Oh duh! Didn't realise that! Thanks Flash :-)

30812.  Sat Nov 12, 2005 9:36 am Reply with quote

I remember in English at high school my teacher telling us that the Tarentella was believed to prevent death from a spider bite, but in actual fact tended to increase the risk of death by spreading the poison around the body faster because the heart was beating faster. Is this right? Or is it a myth?

And yes, we were studying Ibsen's A Doll's House at the time. =D

30837.  Sat Nov 12, 2005 12:23 pm Reply with quote

The idea behind the Tarantella was 'kill or cure'. By dancing manically you either sweated the poison out, or straight into your heart (so, cure or kill, actually). The things I learned in piano lessons.

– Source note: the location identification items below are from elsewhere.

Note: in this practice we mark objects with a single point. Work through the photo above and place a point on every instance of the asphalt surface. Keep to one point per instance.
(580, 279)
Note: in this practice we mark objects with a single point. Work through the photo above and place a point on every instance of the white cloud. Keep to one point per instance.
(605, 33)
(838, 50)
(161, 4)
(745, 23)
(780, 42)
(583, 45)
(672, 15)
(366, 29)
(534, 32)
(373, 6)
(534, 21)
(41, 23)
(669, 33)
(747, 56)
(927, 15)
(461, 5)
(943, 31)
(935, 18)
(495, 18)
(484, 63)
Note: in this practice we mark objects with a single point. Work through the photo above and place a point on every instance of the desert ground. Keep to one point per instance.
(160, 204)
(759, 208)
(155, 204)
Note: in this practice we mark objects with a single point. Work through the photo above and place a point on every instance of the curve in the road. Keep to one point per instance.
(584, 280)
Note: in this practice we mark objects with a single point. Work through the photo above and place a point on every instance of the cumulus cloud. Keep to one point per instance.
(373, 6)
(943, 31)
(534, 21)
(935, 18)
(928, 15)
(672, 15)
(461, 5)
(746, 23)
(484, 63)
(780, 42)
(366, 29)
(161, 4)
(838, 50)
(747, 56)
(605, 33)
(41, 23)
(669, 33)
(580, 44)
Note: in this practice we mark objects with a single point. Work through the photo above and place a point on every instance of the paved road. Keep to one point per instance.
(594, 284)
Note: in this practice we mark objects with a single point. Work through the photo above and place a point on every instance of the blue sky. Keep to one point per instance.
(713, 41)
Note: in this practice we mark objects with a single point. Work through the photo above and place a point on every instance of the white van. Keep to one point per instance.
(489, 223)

On the subject of another T dance, anyone know the origins of the "tea dance" itself? Have always thought it was a fantastically weird combination of activities.

30840.  Sat Nov 12, 2005 12:29 pm Reply with quote

I'm afraid the tarantella/spider-bite connection is a myth. The tarantella is a folk-dance from Taranto in Italy; the tarantula also derives its name from the town, and that's as far as it goes.

There was a form of mass hysteria in Southern Italy from the 15th to the 17th centuries called "tarantism"; it was to cure this condition (not to neutralize the poison of a spider) that Athanasius Kircher wrote eight songs in 1641.

30868.  Sat Nov 12, 2005 2:09 pm Reply with quote

Never understood how the tarantula (native to the Americas) was written about in the 19thC in Italy. Thanks Gaazy. Now, how does one go about getting a refund for those piano lessons...

30870.  Sat Nov 12, 2005 2:16 pm Reply with quote

The tarantula, native to the americas, got its name from the original tarantula spider which is native to southern Europe. This spider in turn got its name from the town of Taranto.

I was under the impression that the dance and the spider were related and this was not an etymologycal myth, though I am happy to be corrected.

More detailed searching required on my part methinks.

30872.  Sat Nov 12, 2005 2:31 pm Reply with quote

There was a form of mass hysteria in Southern Italy from the 15th to the 17th centuries called "tarantism";

Gaazy, was this hysteria not as a result of people believing that they were poisoned by a spider bite?

Wiki suggests that it could have been a trick to get round religious dance bans, but all evidence I've found (including the beeb, the encyclopaedia britannica and plenty of undergraduate studies) sticks with the arachnid story.

I suppose ergotism could be an explanation?

30897.  Sat Nov 12, 2005 4:56 pm Reply with quote

eggshaped wrote:
Gaazy, was this hysteria not as a result of people believing that they were poisoned by a spider bite?

Well, that's as maybe, but the fact remains that the tarantella as a dance existed before the hysteria and the songs designed to cure it, and that its name, tarantella, derived quite innocently and obviously from the placename.